A Villa Odila, la casa veraniega de los Panero, la gente la conoce como “la casa del monte”. Es un lugar encantador, envuelto en un solemne silencio que solo rompen los mágicos sonidos del viento cuando arremete contra las encinas. Así, mientras paseo por el lugar, llegan ecos de El desencanto (1974), del momento en que Michi Panero narra la muerte de su padre, el gran poeta Leopoldo Panero. Una secuencia potente, formidable. Imagino aquella casa una tarde de los últimos días de agosto de 1962, con el sol y el calor presidiendo la siesta a la sombra de las encinas. Leopoldo Panero llega conduciendo su coche, uno de los pocos que había en la zona. Viene embriagado, sudoroso, con un dolor en el pecho y con problemas para digerir la copiosa comida a la que ha acudido. De la carretera hasta la entrada de la casa hay unos cincuenta metros que se hacen andando. Por ese camino, el pequeño Michi lleva ya un rato esperando la llegada de su padre para contarle cómo le ha dolido la picadura de una avispa traicionera. Pero Don Leopoldo, no está para cuentos y aparta de un manotazo al pequeño que le sale llorando al paso. Y allí se queda Michi, con su desconsuelo de niño de 10 años, enrabietado contra el padre por no atender a su quebranto. ¿Qué pudo pensar Michi en aquellos momentos? Casi seguro que pensó mucho contra el papá, el conejito blanco de sus juegos. Esa secuencia de deseos del hijo abandonado adquiere una relevancia especial porque la siguiente noticia que Michi tiene de su padre es que se ha muerto. Con un nudo en la garganta oigo a aquel muchacho vagando lloroso por Villa Odila, diciendo a quién quisiera escucharle esa letanía doliente que se ha hecho eterna: “Éramos tan felices…” Tal vez allí se quedó para siempre Michi Panero, aniquilado por el recuerdo de aquella tarde de agosto calurosa y clara, entre las encinas, con el monte en silencio.

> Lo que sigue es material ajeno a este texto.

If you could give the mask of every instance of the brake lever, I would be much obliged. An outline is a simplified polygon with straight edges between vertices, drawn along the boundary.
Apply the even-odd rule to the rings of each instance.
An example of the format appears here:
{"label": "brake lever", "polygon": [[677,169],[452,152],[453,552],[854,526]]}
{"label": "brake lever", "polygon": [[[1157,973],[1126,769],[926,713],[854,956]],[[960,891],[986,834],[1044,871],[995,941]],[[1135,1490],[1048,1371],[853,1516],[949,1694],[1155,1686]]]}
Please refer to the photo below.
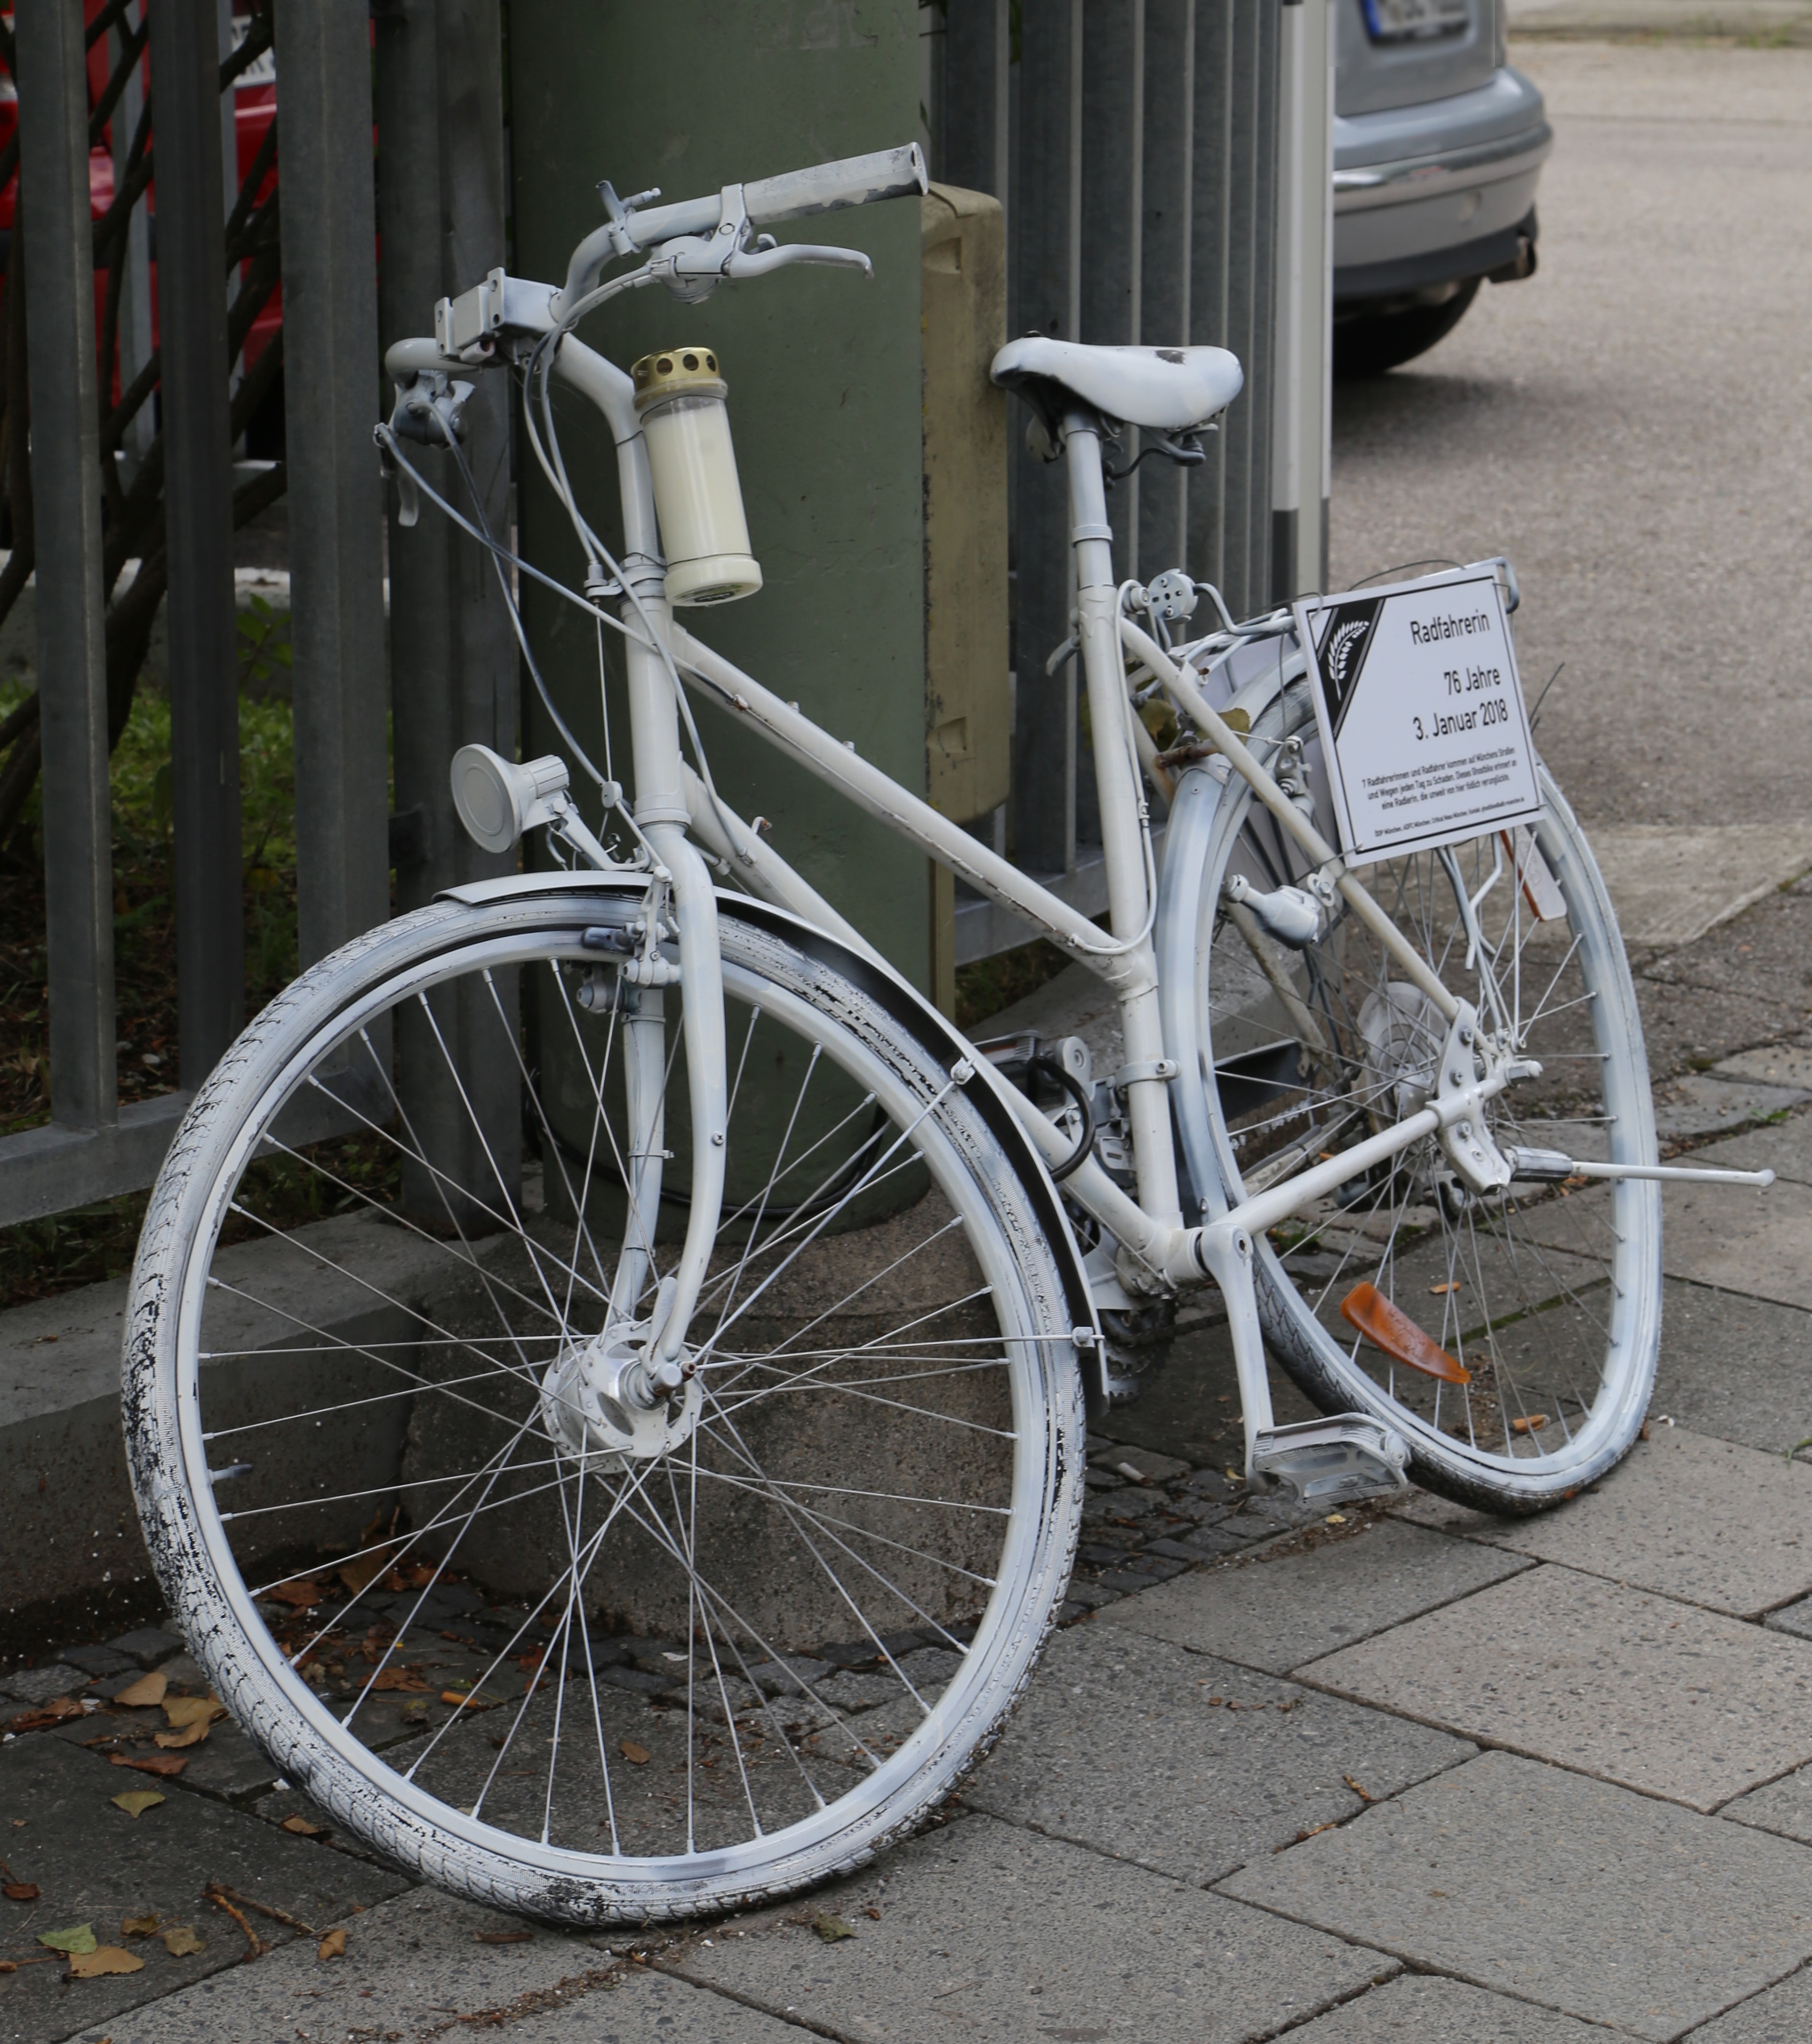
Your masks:
{"label": "brake lever", "polygon": [[[768,237],[764,235],[763,240]],[[871,278],[875,266],[859,248],[830,248],[811,241],[789,241],[775,248],[750,248],[730,257],[723,274],[734,282],[740,277],[765,277],[770,270],[783,270],[791,263],[818,263],[827,269],[860,270]]]}
{"label": "brake lever", "polygon": [[649,274],[687,305],[708,298],[726,277],[733,282],[764,277],[770,270],[783,270],[794,263],[860,270],[865,277],[875,274],[874,264],[857,249],[821,248],[809,241],[790,241],[783,248],[771,234],[756,235],[752,244],[752,227],[742,186],[725,185],[717,232],[682,234],[664,241],[648,258]]}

*En Villa Odila, la finca veraniega de la familia Panero, Jaime Chávarri rodó El desencanto en 1974. Veinte años después, Ricardo Franco recorrió aquellos mismos escenarios, desvencijados por el tiempo y el abandono, para filmar Después de tantos años, otra gran película sobre la peculiar familia astorgana.

Villa Odila está situada en medio del encinar de Castrillo de las Piedras, un pueblecito a seis kilómetros de Astorga en dirección hacia Madrid. Lo que quedaba de la casa, que tenía varios edificios, una alberca y un bonito palomar, fue derribado por la mano del hombre mediados los años noventa. Lo que ahora se encuentra el visitante es el solar donde unas fotografías descoloridas dan cuenta de la finca en el pasado y de algunos momentos en que los Panero fueron felices.